Some critics say the lack of oversight has encouraged the industry to compete over who can most effectively game the system rather than provide the best care.
“Even when they’re playing the game legally, we are lining the pockets of very wealthy corporations that are not improving patient care,” said Dr. Donald Berwick. Dr. Berwick, a C.M.S. administrator under the Obama administration, recently published a series of blog posts on the industry. “When you skate to the edge of the ice, sometimes you’re going to fall in.”
The government spends nearly as much on Medicare Advantage’s 29 million beneficiaries as on the Army and Navy combined. It’s enough money that even a slight increase in the average patient’s bill adds up: The additional diagnoses led to $12 billion in overpayments in 2020, according to an estimate from the group that advises Medicare on payment policies — enough to cover hearing and vision care for every American over 65. Another estimate from a former top government health official suggested the overpayments in 2020 were double that, more than $25 billion.
The increased privatization has come as Medicare’s finances have been strained by the aging of baby boomers. Still, the program is strikingly lucrative for insurers that already dominate health care for workers. A study from the Kaiser Family Foundation, a research group unaffiliated with the insurer Kaiser, found the companies typically earn twice as much gross profit from their Medicare Advantage plans as from other types of insurance.

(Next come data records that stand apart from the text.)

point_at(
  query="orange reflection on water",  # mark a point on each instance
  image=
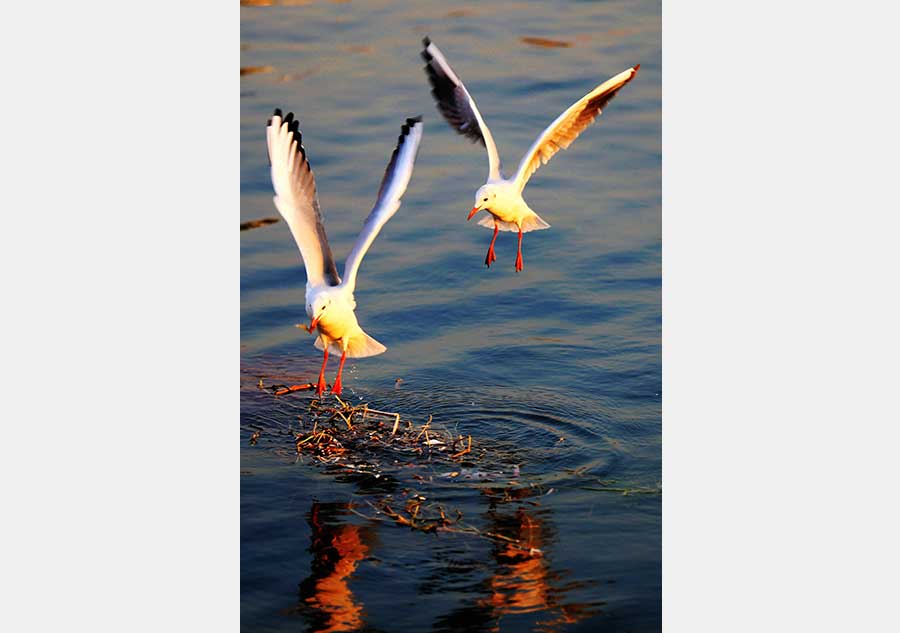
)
(337, 551)
(523, 581)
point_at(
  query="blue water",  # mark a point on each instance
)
(569, 348)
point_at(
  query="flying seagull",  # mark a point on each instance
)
(329, 300)
(502, 197)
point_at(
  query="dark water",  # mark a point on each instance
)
(570, 348)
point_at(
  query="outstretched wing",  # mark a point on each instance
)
(457, 106)
(393, 186)
(570, 124)
(296, 199)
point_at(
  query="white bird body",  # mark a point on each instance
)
(502, 197)
(330, 304)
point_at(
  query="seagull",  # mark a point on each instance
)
(502, 197)
(329, 300)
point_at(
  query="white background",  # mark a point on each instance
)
(120, 357)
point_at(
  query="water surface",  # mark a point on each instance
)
(557, 368)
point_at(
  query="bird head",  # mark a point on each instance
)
(316, 307)
(484, 197)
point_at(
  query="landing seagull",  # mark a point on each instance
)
(329, 301)
(499, 196)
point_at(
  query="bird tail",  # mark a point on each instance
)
(533, 222)
(361, 345)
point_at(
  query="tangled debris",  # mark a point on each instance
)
(379, 449)
(344, 430)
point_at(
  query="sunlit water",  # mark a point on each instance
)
(570, 348)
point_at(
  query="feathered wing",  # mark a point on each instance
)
(570, 124)
(457, 105)
(296, 198)
(393, 186)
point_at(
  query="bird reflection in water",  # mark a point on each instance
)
(521, 581)
(325, 597)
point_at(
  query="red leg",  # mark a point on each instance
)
(519, 254)
(336, 389)
(320, 387)
(491, 257)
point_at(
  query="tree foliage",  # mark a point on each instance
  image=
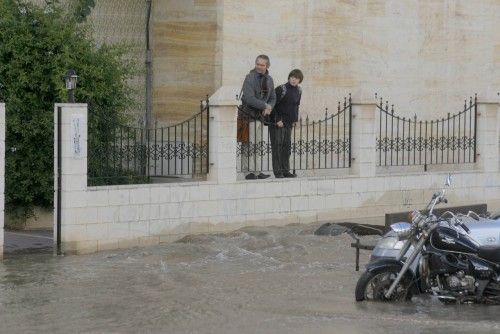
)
(38, 44)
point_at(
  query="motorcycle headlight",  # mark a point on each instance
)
(402, 230)
(391, 242)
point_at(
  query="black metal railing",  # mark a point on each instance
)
(119, 154)
(321, 144)
(408, 141)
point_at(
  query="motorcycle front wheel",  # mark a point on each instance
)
(372, 286)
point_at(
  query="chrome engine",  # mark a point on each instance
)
(460, 281)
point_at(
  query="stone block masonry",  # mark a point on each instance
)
(108, 217)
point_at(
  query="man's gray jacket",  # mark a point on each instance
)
(254, 94)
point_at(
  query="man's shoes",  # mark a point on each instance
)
(251, 176)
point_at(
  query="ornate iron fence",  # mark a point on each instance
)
(119, 154)
(321, 144)
(408, 141)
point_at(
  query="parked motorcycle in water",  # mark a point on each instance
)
(439, 256)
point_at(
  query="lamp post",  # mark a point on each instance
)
(71, 79)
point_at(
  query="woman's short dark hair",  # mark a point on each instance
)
(296, 73)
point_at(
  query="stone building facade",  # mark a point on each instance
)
(425, 57)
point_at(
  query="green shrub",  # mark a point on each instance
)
(38, 44)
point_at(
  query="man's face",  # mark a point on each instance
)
(261, 65)
(294, 81)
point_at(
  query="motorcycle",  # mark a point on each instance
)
(441, 256)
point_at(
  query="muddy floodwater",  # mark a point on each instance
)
(254, 280)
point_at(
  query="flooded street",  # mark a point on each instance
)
(254, 280)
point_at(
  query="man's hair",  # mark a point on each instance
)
(265, 57)
(296, 73)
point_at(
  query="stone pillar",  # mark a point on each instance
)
(223, 113)
(73, 175)
(363, 139)
(2, 175)
(487, 136)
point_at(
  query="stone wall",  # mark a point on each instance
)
(423, 56)
(99, 218)
(184, 56)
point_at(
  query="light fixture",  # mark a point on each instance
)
(71, 79)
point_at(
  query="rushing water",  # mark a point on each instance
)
(255, 280)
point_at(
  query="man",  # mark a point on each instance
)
(285, 115)
(258, 100)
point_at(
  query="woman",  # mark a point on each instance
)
(285, 115)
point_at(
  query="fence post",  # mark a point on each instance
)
(488, 136)
(2, 175)
(222, 136)
(70, 177)
(363, 137)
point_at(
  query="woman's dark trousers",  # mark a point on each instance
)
(281, 144)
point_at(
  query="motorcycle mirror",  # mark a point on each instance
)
(448, 180)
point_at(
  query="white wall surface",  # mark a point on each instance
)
(99, 218)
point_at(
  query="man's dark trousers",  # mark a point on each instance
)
(281, 148)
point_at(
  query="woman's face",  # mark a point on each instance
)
(294, 81)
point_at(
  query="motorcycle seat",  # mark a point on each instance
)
(490, 253)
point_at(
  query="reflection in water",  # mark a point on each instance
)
(254, 280)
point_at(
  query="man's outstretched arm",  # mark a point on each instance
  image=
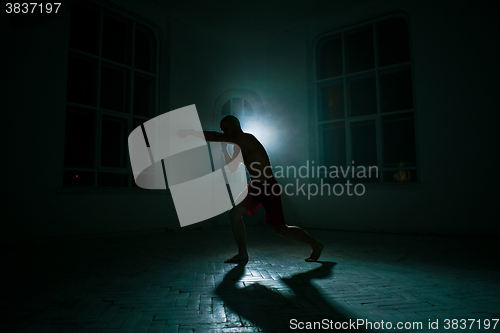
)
(231, 164)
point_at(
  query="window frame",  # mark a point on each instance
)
(377, 70)
(100, 112)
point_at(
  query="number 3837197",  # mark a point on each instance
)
(32, 7)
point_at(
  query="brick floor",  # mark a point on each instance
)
(177, 282)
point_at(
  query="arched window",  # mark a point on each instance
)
(365, 101)
(112, 87)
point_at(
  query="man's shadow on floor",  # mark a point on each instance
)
(268, 309)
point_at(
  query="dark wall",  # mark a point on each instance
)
(455, 50)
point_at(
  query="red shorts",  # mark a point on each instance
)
(268, 194)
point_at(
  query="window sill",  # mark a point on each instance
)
(109, 190)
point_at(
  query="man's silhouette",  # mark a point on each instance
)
(260, 188)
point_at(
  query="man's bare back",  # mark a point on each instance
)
(258, 165)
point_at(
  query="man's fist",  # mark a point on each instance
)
(182, 133)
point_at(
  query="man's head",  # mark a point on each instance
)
(230, 125)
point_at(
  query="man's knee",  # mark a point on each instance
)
(281, 230)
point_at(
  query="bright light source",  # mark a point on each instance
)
(265, 134)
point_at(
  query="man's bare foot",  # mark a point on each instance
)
(237, 258)
(316, 252)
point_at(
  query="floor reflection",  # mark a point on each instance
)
(258, 305)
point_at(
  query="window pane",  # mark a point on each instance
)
(398, 141)
(362, 96)
(144, 88)
(237, 106)
(113, 142)
(116, 38)
(364, 143)
(247, 108)
(330, 58)
(360, 55)
(84, 33)
(78, 178)
(402, 175)
(334, 145)
(332, 102)
(79, 146)
(396, 91)
(144, 48)
(392, 41)
(82, 81)
(112, 179)
(115, 88)
(226, 109)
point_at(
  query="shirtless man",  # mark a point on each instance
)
(258, 165)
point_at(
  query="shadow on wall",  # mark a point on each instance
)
(270, 310)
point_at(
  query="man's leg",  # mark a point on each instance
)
(238, 227)
(300, 235)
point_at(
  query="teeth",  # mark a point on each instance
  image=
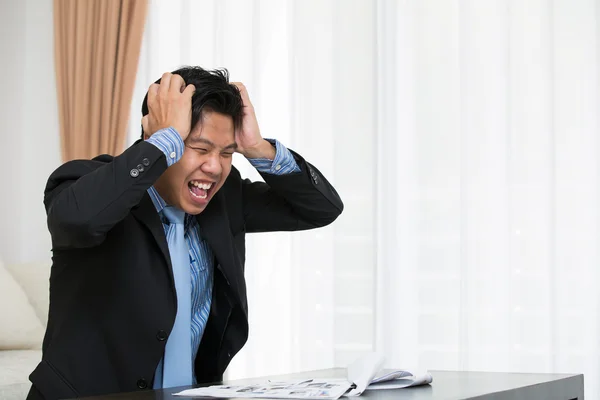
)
(195, 195)
(201, 185)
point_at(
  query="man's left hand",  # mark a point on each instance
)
(248, 138)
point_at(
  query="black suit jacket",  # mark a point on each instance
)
(112, 296)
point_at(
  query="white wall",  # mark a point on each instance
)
(29, 135)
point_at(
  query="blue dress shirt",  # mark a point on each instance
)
(201, 256)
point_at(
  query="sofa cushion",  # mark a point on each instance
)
(34, 279)
(20, 328)
(16, 365)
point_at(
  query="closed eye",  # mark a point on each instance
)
(201, 150)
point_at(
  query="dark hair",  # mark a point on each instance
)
(213, 93)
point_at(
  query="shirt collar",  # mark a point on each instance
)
(159, 204)
(158, 201)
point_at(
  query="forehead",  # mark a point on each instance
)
(213, 126)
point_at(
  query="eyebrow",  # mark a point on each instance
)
(231, 146)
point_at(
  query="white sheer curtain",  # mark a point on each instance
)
(463, 139)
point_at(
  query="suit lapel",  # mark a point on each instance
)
(145, 212)
(214, 228)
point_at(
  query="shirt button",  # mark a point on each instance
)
(161, 336)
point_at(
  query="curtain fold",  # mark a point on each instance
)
(97, 46)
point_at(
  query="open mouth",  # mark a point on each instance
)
(200, 189)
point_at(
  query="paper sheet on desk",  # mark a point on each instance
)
(404, 380)
(361, 376)
(330, 389)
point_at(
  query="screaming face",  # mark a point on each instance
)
(191, 183)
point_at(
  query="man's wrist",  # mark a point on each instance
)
(263, 150)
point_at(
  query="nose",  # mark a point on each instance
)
(211, 165)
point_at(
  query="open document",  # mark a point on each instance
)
(364, 374)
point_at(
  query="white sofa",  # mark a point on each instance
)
(23, 317)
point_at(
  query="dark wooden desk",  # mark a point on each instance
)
(447, 385)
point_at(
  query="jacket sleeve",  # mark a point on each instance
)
(85, 199)
(290, 202)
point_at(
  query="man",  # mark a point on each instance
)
(147, 285)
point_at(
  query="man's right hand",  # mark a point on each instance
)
(169, 104)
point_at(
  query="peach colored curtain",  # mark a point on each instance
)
(96, 47)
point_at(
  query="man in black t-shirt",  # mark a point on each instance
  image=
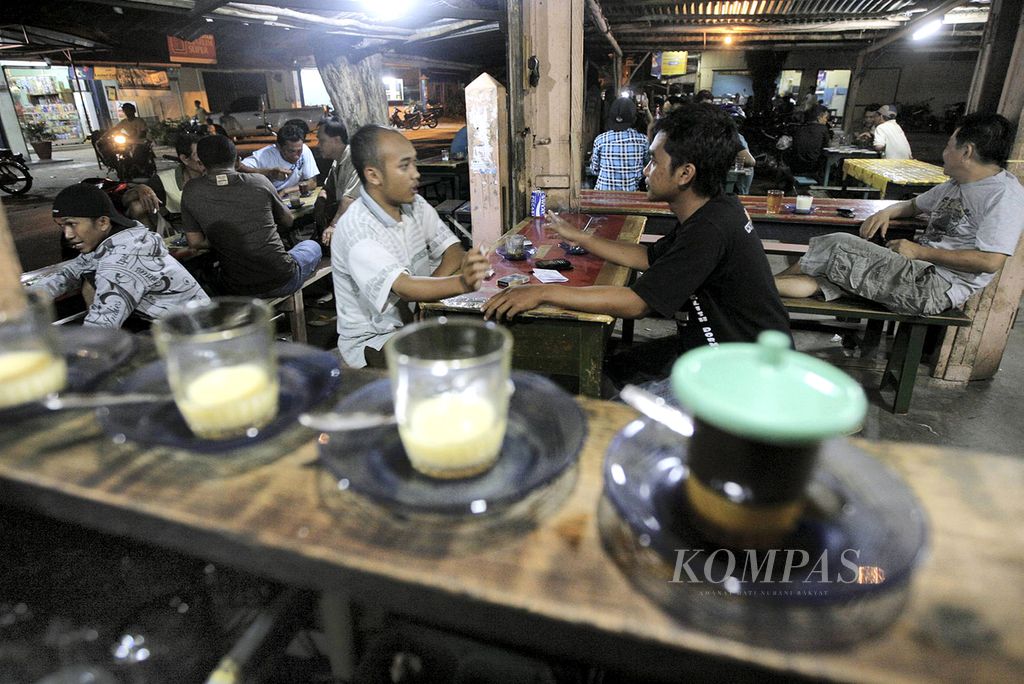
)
(238, 215)
(809, 141)
(710, 273)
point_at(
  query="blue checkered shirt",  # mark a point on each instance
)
(619, 159)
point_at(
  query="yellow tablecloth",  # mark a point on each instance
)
(880, 172)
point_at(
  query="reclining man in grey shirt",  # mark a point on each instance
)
(975, 222)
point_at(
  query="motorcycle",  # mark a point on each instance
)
(432, 117)
(128, 158)
(14, 175)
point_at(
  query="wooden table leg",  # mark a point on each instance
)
(339, 632)
(902, 367)
(591, 360)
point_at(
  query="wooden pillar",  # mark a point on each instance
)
(355, 87)
(994, 57)
(517, 44)
(486, 129)
(975, 352)
(553, 110)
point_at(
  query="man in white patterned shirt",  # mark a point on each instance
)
(391, 249)
(620, 154)
(133, 272)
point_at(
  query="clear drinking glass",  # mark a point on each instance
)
(450, 381)
(221, 365)
(31, 362)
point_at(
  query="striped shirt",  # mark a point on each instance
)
(369, 251)
(619, 159)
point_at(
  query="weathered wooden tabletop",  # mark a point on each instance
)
(550, 588)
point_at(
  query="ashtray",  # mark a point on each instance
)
(528, 251)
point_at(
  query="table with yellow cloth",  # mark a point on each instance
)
(895, 177)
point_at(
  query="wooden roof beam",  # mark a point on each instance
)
(602, 25)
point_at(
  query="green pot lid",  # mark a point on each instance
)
(767, 391)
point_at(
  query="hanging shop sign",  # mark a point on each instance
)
(668, 63)
(133, 77)
(203, 50)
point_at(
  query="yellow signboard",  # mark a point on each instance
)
(203, 50)
(669, 63)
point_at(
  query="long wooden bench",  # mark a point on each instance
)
(901, 370)
(293, 305)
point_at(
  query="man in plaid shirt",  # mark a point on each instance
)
(621, 153)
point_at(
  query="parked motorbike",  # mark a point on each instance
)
(412, 120)
(14, 175)
(432, 117)
(127, 157)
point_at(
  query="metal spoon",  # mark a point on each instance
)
(338, 422)
(656, 409)
(65, 401)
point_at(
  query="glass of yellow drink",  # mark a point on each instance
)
(31, 362)
(450, 381)
(221, 365)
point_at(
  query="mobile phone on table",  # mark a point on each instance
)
(513, 280)
(555, 264)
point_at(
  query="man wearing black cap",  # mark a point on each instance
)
(132, 269)
(620, 154)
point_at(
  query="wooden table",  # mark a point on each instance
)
(454, 171)
(549, 339)
(551, 589)
(784, 227)
(895, 178)
(835, 157)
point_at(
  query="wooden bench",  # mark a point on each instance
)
(294, 306)
(901, 370)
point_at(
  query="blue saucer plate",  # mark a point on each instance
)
(307, 376)
(862, 535)
(572, 249)
(546, 430)
(91, 353)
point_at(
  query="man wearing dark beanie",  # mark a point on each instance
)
(132, 269)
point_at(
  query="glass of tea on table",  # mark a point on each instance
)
(31, 362)
(221, 365)
(450, 382)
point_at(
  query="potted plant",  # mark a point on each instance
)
(41, 138)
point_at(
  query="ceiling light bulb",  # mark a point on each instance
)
(928, 30)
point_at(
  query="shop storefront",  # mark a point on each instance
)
(46, 103)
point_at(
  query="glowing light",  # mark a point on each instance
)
(929, 29)
(388, 9)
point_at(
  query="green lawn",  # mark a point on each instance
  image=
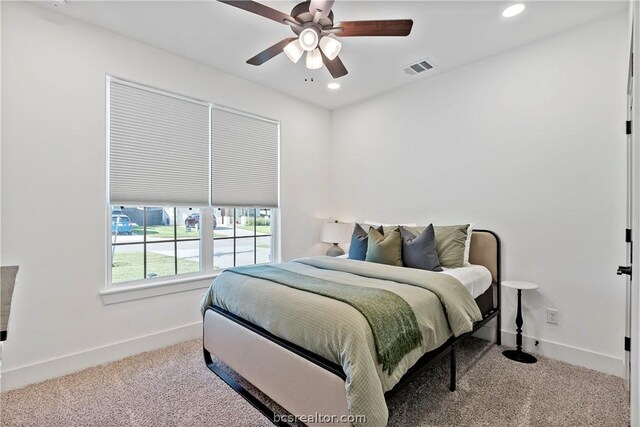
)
(265, 229)
(166, 232)
(129, 266)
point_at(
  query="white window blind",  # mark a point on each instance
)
(158, 148)
(244, 152)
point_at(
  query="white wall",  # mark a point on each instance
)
(54, 189)
(529, 144)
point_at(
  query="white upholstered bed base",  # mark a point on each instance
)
(296, 384)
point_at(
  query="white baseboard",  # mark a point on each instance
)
(51, 368)
(562, 352)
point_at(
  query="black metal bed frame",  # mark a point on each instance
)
(426, 361)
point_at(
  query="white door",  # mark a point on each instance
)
(632, 337)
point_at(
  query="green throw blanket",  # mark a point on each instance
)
(393, 323)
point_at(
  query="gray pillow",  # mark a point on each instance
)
(420, 251)
(384, 248)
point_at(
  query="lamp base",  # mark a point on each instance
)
(335, 250)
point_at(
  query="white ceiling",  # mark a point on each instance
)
(449, 33)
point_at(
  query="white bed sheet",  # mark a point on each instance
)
(476, 278)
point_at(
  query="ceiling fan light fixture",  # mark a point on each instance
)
(330, 46)
(314, 59)
(308, 39)
(513, 10)
(294, 51)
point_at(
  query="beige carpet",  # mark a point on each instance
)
(173, 387)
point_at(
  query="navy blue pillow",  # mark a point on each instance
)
(359, 242)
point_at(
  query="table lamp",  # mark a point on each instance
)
(335, 232)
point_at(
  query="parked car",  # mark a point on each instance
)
(120, 224)
(193, 221)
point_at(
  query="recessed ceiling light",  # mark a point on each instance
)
(513, 10)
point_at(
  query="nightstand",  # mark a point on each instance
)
(518, 355)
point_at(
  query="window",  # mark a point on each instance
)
(150, 242)
(173, 161)
(242, 237)
(155, 242)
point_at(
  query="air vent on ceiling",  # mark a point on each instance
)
(419, 67)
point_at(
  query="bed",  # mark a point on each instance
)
(267, 336)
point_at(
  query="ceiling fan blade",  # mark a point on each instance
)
(394, 27)
(321, 6)
(270, 52)
(335, 66)
(260, 9)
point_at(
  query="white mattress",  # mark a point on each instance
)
(476, 278)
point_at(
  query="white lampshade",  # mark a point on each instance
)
(308, 39)
(294, 51)
(331, 47)
(314, 59)
(336, 232)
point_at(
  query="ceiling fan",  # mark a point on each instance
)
(312, 22)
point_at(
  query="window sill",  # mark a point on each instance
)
(117, 294)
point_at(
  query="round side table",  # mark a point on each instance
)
(518, 355)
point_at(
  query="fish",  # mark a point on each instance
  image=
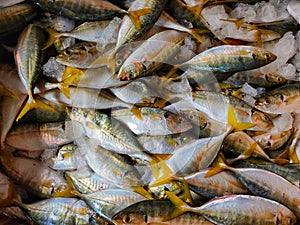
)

Traditional Medicare is clearly under attack as profiteers are increasingly raiding the Medicare Trust Fund. It is critical that Congress immediately act to protect Medicare against further losses. We need to eliminate Medicare Advantage and other private programs or, at the very least, impose stringent regulations and oversight. Any insurer charged with fraud should be blocked from future participation.
We should consider extending Medicare to all Americans and expanding coverage to include all services and prescriptions. A single-payer health care system would cover everyone at far less cost nationally, and our healthcare reforms should move in that direction.